L’imprudence est l’une des caractéristiques de la maladie – hors-la-loi que nous sommes – et c’est d’imprudence que nous avons besoin pour lire Shakespeare. Non pas qu’il faille le parcourir en somnolant, mais, à l’état pleinement éveillé et lucide, sa renommée intimide et ennuie, et toutes les opinions de tous les critiques émoussent en nous cet éclair de conviction qui, même s’il s’agit d’une illusion, se révèle pourtant une illusion éminemment utile, un plaisir tout à fait prodigieux et un stimulus très vif pour la lecture des grands maîtres. Shakespeare est en train de perdre de sa fraîcheur ; un gouvernement paternaliste pourrait bien s’aviser d’interdire qu’on écrive sur lui, de même que son monument à Stratford a été érigé hors de la portée des plumitifs. Cerné par un brouhaha de critiques, nous ne pouvons risquer nos conjectures qu’en privé et gribouiller dans les marges ; mais le fait de savoir que cela a déjà été dit, ou mieux dit, ternit notre entrain. La maladie, dans sa royale sublimité, fait table rase de ces scrupules et nous laisse seuls avec Shakespeare. Entre son pouvoir démesuré et notre arrogance extrême, les barrières tombent, les nœuds se défont, les échos de Lear ou Macbeth retentissent dans notre cerveau et Coleridge lui-même résonne comme un lointain couinement de souris.

Mais assez parlé de Shakespeare, venons-en à Augustus Hare. Certains prétendent que même la maladie ne justifie pas de telles transitions, que l’auteur de L’Histoire de deux nobles vies n’est pas le compagnon de Boswell et, si nous soutenons que, à défaut du meilleur en littérature, nous apprécions le pire – seule la médiocrité est odieuse –, l’argument ne les aura toujours pas convaincus. C’est ainsi. La loi est du côté des gens normaux.

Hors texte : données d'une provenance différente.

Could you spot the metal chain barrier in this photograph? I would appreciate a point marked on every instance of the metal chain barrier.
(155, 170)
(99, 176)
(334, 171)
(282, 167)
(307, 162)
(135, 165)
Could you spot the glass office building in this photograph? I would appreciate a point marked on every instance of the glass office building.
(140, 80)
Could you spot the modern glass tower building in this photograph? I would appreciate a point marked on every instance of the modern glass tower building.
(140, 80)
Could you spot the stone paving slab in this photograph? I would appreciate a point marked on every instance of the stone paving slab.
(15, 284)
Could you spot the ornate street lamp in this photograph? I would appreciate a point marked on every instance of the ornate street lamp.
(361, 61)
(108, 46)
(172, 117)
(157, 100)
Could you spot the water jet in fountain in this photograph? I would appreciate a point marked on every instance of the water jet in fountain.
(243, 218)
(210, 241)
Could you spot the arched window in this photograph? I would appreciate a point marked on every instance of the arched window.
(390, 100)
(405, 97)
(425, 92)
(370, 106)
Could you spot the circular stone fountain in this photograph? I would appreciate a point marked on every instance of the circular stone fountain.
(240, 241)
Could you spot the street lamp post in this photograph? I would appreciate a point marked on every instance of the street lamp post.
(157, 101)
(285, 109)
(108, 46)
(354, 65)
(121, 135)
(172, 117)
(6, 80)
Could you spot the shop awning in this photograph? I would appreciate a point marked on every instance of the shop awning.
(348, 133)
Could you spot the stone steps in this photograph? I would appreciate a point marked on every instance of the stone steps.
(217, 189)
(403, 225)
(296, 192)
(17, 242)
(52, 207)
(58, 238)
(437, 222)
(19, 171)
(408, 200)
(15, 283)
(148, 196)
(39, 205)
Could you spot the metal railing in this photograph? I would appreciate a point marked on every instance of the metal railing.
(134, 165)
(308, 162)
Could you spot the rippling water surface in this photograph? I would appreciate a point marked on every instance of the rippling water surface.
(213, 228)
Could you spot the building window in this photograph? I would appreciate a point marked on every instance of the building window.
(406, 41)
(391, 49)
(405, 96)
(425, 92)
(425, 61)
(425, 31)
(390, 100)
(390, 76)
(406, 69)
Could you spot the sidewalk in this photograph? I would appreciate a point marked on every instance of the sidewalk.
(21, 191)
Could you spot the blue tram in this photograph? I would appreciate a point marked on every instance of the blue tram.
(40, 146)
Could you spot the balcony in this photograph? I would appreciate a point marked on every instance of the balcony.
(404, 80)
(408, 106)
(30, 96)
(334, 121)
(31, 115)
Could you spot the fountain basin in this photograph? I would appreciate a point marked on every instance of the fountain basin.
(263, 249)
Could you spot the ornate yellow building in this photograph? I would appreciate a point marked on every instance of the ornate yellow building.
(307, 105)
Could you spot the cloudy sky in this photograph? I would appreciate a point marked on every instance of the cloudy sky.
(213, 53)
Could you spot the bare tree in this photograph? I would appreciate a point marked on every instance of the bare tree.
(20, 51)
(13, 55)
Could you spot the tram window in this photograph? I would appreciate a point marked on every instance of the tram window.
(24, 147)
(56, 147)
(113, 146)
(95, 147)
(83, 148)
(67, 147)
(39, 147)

Mais pour ceux qui ont un peu de fièvre, les noms de Hare, Waterford et Canning rayonnent comme s’ils répandaient un éclat bienfaisant. Non pas, il est vrai, pendant les quelque cent premières pages. Là, comme si souvent dans ces volumes épais, nous nous embourbons et menaçons de sombrer sous une pléthore de tantes et d’oncles. C’est l’occasion de nous souvenir qu’il existe ce qu’on appelle l’ambiance, que les maîtres eux-mêmes nous imposent souvent une attente intolérable afin de nous préparer en esprit, soit à une surprise, soit à l’absence de surprise.